Business transformation is fundamentally about what the people who work for the business do and how they do it.

Is there a black hole in your leadership strategy?

Value Partnership is in the business transformation business. Over the past 20 years and more, our consultants have worked with directors and senior managers in more businesses than many readers of this article have probably had hot dinners.  Now that a new wave of transformation in business models is sweeping through many of our industries, it’s worth reflecting on what we’ve learned about how to anticipate which of these transformations are likely to be successful.

Here’s something that’s powerfully struck us: business transformation by definition must be a transformation in the way the organisation does its business, as well as a step-change in the results it achieves. If this is so, then it seems obvious that the people who manage and deliver the business must significantly change their roles, ways of working, behavior, mindsets and even values.

Let’s repeat this for emphasis: business transformation IS fundamentally about what the people who work for the business do and how they do it.

Change and improvement in market capitalisation, sales and earnings are all the outcome of the contributions of people.

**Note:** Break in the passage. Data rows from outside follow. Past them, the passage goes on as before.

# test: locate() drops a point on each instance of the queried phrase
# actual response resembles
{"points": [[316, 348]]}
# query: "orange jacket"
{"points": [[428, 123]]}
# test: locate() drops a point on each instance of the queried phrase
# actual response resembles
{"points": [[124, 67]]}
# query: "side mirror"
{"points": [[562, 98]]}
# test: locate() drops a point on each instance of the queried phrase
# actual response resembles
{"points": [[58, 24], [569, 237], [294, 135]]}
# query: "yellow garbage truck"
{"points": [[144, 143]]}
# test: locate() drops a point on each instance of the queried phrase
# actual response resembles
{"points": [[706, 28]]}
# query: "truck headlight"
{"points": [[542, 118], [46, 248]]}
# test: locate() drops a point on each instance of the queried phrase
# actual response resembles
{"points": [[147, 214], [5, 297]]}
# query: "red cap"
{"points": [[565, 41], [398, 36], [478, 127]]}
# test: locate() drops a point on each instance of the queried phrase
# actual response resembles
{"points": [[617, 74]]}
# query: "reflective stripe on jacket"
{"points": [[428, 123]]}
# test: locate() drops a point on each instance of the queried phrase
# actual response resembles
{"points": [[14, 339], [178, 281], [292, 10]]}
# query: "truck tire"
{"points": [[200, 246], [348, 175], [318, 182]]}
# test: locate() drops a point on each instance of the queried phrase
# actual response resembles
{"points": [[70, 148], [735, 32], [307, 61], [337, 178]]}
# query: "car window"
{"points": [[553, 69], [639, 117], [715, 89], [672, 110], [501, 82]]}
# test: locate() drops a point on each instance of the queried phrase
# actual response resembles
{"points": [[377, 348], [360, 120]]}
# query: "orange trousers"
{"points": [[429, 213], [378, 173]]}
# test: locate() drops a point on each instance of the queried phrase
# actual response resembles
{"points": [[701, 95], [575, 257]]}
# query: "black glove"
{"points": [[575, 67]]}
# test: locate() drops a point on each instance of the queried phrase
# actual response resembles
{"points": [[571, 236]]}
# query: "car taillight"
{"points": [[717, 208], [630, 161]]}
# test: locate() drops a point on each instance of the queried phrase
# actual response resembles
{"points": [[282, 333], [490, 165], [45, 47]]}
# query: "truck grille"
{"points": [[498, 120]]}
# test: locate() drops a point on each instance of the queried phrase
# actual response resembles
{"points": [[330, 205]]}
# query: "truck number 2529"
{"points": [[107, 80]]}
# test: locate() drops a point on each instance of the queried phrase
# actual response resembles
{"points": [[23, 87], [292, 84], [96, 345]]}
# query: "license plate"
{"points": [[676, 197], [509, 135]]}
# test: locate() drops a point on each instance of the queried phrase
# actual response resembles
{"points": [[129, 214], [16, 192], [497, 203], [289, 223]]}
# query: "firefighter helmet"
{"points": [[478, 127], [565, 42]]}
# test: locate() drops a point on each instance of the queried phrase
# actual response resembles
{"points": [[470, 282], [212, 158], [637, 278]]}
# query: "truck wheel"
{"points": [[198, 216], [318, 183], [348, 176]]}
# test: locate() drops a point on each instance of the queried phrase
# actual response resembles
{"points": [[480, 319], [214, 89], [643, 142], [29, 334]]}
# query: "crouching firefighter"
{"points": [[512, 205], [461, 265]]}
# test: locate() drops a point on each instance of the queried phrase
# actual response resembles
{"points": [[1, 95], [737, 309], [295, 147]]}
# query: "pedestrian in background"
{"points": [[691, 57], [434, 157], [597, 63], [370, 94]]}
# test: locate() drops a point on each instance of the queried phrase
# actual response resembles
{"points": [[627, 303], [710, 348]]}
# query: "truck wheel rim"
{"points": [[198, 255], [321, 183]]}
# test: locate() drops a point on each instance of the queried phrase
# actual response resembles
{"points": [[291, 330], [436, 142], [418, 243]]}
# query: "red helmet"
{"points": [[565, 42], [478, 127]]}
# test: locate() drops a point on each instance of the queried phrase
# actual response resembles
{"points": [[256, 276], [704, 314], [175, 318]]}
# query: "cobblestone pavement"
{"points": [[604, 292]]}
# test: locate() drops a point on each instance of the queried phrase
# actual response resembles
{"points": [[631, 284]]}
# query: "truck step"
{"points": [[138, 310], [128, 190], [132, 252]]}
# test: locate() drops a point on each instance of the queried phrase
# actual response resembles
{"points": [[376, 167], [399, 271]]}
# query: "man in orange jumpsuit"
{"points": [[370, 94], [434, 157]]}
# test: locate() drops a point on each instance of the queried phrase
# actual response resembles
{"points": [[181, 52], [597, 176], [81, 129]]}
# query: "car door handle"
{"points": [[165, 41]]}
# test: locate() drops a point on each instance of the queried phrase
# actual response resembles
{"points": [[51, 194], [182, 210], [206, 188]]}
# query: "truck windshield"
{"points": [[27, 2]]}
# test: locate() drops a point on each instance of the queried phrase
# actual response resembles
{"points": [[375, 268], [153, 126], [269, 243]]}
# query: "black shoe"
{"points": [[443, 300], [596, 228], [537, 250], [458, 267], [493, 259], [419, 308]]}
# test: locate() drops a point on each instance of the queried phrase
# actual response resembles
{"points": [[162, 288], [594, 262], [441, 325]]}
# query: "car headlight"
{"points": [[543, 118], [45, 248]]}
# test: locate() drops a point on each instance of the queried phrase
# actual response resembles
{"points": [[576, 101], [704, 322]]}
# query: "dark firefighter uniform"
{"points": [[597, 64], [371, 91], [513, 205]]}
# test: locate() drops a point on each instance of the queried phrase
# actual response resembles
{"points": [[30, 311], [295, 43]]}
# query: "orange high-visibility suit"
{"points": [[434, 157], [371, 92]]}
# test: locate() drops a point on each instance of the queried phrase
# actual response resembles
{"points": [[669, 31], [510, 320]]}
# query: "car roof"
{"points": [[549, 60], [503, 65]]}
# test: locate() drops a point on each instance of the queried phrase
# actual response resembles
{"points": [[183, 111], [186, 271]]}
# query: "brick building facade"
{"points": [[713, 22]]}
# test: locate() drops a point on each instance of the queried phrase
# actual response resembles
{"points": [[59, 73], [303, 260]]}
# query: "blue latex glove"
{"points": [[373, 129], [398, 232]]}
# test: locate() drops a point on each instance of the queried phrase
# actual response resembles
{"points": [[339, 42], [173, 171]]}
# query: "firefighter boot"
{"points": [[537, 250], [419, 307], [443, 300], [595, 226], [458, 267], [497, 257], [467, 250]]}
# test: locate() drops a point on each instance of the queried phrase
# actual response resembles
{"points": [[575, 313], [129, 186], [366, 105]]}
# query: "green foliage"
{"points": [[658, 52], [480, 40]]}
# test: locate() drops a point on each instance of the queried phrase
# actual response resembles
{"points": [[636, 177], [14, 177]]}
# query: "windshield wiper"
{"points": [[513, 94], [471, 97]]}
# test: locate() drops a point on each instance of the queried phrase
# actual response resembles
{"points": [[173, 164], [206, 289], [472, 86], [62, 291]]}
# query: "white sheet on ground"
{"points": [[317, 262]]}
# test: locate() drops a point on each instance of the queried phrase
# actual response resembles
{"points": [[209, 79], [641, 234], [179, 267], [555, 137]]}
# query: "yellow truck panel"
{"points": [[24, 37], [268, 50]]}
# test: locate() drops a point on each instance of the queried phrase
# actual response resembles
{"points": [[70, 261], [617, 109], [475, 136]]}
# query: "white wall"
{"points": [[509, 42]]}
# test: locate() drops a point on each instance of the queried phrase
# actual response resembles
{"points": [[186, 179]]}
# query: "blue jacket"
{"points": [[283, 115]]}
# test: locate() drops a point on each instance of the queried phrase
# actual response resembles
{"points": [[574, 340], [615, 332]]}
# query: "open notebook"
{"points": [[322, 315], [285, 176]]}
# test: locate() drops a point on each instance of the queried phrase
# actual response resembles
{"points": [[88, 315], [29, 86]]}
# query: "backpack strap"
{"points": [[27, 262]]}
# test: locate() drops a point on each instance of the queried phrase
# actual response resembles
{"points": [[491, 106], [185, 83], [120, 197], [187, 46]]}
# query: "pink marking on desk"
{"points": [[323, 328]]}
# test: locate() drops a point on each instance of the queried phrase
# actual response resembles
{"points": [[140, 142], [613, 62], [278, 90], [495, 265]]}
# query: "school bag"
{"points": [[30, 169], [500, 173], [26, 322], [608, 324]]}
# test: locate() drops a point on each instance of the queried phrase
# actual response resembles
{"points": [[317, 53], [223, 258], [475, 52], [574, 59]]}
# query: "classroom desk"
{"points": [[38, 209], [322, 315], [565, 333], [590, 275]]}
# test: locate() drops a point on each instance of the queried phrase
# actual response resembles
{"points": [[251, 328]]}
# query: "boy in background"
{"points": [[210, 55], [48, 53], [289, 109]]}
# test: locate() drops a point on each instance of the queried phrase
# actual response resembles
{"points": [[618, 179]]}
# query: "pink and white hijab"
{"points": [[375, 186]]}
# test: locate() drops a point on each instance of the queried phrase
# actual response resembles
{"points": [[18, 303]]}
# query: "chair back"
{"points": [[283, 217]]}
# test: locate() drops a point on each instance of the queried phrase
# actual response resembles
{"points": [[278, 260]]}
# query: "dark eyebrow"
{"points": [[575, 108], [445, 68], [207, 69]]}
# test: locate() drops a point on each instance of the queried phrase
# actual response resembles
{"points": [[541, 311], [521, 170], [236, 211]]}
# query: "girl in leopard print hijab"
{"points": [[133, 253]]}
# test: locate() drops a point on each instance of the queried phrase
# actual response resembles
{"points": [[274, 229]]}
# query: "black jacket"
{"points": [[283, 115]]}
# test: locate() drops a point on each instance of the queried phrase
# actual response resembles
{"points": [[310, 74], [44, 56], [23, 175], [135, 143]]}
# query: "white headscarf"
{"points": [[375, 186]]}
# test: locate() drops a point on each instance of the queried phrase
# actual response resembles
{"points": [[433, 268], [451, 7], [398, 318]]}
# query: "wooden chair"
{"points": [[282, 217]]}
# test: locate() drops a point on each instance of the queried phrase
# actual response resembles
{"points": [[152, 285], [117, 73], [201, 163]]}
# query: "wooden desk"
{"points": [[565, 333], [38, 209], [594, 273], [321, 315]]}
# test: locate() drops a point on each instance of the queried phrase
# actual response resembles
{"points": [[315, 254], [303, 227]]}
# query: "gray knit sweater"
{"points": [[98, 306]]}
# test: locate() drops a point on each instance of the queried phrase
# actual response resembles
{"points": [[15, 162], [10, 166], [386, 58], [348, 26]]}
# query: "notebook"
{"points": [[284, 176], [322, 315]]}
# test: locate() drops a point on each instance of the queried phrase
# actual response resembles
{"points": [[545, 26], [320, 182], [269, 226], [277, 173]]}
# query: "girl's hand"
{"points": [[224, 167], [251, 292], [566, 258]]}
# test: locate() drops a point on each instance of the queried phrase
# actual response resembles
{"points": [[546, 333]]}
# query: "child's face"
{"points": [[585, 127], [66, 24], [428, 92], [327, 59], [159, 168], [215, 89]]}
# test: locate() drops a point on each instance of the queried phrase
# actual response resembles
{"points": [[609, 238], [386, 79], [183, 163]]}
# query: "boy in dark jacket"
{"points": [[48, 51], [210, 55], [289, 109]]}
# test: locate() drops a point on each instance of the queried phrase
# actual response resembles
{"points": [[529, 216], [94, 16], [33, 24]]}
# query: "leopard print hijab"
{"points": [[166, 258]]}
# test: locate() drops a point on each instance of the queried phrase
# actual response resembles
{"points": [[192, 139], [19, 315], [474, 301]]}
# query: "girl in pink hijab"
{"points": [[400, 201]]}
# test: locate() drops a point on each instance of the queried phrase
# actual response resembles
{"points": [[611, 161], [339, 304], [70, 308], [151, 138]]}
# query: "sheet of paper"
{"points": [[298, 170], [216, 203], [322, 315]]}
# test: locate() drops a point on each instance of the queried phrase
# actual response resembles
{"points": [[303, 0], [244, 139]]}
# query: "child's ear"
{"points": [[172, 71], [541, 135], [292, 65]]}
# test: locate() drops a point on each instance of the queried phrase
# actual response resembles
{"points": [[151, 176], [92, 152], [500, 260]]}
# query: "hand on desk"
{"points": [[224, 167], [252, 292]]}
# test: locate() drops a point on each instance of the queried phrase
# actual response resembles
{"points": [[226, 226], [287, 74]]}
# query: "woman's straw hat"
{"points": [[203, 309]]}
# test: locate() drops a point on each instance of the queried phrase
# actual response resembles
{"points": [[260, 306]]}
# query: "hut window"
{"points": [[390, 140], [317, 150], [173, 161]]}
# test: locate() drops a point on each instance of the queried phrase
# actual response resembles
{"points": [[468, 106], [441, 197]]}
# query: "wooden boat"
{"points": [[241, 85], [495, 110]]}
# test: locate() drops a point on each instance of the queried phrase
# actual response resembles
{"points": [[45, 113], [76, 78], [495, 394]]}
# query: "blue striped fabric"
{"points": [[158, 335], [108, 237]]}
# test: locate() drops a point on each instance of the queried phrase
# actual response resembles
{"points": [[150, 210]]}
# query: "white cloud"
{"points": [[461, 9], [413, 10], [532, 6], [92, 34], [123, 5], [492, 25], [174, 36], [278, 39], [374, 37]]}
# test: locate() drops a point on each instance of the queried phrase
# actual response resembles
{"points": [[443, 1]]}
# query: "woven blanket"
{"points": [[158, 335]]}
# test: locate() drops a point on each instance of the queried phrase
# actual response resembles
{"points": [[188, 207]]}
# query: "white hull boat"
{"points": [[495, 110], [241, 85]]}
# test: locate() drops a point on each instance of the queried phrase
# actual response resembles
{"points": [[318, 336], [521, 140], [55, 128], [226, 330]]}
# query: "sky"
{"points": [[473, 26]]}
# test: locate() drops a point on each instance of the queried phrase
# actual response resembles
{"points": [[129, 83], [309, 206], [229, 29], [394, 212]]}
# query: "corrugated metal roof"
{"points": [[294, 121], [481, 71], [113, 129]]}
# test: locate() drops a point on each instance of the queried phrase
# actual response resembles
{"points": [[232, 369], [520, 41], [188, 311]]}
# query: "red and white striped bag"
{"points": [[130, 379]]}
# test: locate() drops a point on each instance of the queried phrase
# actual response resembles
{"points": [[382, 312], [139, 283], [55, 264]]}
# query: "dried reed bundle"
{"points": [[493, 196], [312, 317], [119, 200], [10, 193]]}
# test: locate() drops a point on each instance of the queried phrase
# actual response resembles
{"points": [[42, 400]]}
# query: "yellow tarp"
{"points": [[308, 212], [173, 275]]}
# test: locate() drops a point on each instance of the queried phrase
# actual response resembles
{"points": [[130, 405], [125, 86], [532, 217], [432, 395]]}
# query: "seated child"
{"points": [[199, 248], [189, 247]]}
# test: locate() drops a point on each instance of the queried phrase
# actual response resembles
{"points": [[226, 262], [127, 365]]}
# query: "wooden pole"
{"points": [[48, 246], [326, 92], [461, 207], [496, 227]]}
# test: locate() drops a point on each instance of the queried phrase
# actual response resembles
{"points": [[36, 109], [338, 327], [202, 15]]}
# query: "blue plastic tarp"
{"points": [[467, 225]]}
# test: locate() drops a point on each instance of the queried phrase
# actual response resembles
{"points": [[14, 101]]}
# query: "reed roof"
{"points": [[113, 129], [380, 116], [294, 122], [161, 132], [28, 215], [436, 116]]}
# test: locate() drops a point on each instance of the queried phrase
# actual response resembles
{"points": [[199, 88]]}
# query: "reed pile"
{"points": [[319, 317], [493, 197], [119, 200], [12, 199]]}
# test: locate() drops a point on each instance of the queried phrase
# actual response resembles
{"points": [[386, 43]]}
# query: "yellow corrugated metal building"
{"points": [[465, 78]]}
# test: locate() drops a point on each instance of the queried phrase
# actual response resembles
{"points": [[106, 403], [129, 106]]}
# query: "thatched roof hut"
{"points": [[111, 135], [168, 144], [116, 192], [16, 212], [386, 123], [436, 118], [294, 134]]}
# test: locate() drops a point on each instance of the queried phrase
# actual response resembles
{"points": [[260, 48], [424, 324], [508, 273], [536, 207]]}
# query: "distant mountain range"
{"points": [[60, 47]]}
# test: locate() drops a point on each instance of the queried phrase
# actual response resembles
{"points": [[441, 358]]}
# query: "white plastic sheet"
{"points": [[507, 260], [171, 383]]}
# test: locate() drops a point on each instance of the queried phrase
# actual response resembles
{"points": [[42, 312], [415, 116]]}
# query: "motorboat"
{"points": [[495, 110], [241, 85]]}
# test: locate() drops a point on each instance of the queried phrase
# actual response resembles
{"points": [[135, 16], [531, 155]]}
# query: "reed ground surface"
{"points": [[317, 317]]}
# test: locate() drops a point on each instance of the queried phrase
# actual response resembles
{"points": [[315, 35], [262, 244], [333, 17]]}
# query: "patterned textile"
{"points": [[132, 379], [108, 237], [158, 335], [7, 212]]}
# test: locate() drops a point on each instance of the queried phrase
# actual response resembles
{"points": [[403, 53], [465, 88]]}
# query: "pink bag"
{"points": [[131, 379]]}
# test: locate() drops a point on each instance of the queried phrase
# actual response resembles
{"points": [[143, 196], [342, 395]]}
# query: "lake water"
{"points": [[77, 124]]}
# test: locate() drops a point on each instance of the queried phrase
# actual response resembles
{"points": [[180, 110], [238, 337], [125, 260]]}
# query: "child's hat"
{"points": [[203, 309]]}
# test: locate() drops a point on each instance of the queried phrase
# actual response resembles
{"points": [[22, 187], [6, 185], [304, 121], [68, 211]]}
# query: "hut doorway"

But whose job is it to lead transformation of a business? Obvious answer: the directors and senior managers of the enterprise. This is where the ‘buck stops’, as the Americans would say.

And here’s where a black hole starts to become apparent. In too many cases we have seen, there’s a major gap in this leadership at the top. Here are some situations we’ve encountered:

  • The CEO recognises the need but sometimes has limited experience or expertise in how to lead this him/herself, and so tries to press on regardless – perhaps using sheer force of will to drive changes and, at best, getting compliance from his/her team and staff
  • The executive team and its members see themselves as having other priorities, and ignore this strategic issue – a task/output focus wins over the apparently less tangible behavioural requirements that are harder to measure and discuss
  • The transformation strategy itself is formulated totally in structural and quantitative terms, which prompts a predominant focus on managing these – especially if the business has engaged a strategy consultancy at huge cost to carry out a strategic review, build a financial case for transformation, make recommendations and build implementation plans
  • The CEO sees ‘the people dimension’ as an implementation issue, and so delegates the issue to the HR director, who reports to the Finance Director, or to a Transformation Team or an Integration Director or to a Task Force
  • The Transformation Director sets up the work as a classic project, with a task/control oriented project management and delivery system, so the transformation strategy is insensitive to people issues and largely ignores them. Individual projects and work stream accountability dominates, and integrative challenges and the overall purpose of the change are lost.
  • The consultants who have been brought in to manage specific changes realise there is a critical issue, but have limited access to a senior sponsor who may be able to influence the focus of the work or the bigger organisation system.

So, how might we know that any of the above are likely to significantly reduce the chances of success of your business transformation aspirations? Here’s one example:

The new CEO had an appetite for growth, and the personal energy and presence to drive for changes, being described as having ‘a huge brain and an ego to match’! He approved massive investment in a strategic review, a new business strategy, and external and internal communications for ‘getting the transformation message out there’.

Yet discussion with senior managers found them without any sense of leadership or ownership of the transformation effort. They privately described their fears: loss of the proud history of the firm; uncertainty about the business’s and their own futures; loss of their own status, power or influence; exposure of skill and competence gaps. Publicly they ‘leaked’ their ambivalence about the opportunities that the transformation promised….and this was dangerously contagious in their own teams.

They found it impossible to ‘speak truth to power’ in the face of relentless top down briefings, blogs, webinars and constant demands to drive for results. They felt that there were no opportunities to build dialogue to engage them, and their own teams, in the kinds of challenge and support that gain and build commitment. Many commented on massive increases in personal stress, and the impossibility of saying ‘No’, and a lack of pausing for breath, reflection and learning.

The result: not surprisingly, senior managers were keeping their heads down and avoiding anything that felt like a risk. Structural changes were happening around them and change was ‘done to them’ not ‘with them’…and good, talented employees were starting to look elsewhere to develop their careers.

Suppose you also knew that the CEO had no plans for dealing with this situation, and no previous experience of leading a successful business transformation?

What would you reckon to be the chances of success in this organisation . . .?

If your business is on the transformation journey, perhaps it’s time for a pause to consider the state of commitment, engagement and competence in your leadership team and in your organisation as a whole:

1. Are you working diligently to ensure that people in your business see their leaders as shaping and guiding the company’s mission and vision?

2. Are you consciously building their trust in those who are in leadership positions and their belief that leaders have the success of the enterprise at the forefront of their effort?

3. Are you ensuring that people are clear about their roles in making the vision happen?

4. Do the people who work for the business experience your communication as dynamic, courageous, and authentic? Do they see it as building dialogue and surfacing assumptions, through acute listening and willing learning?

5. Are you supporting staff with learning and development opportunities and with time – with coaching as a non-negotiable part of everyone’s leadership role?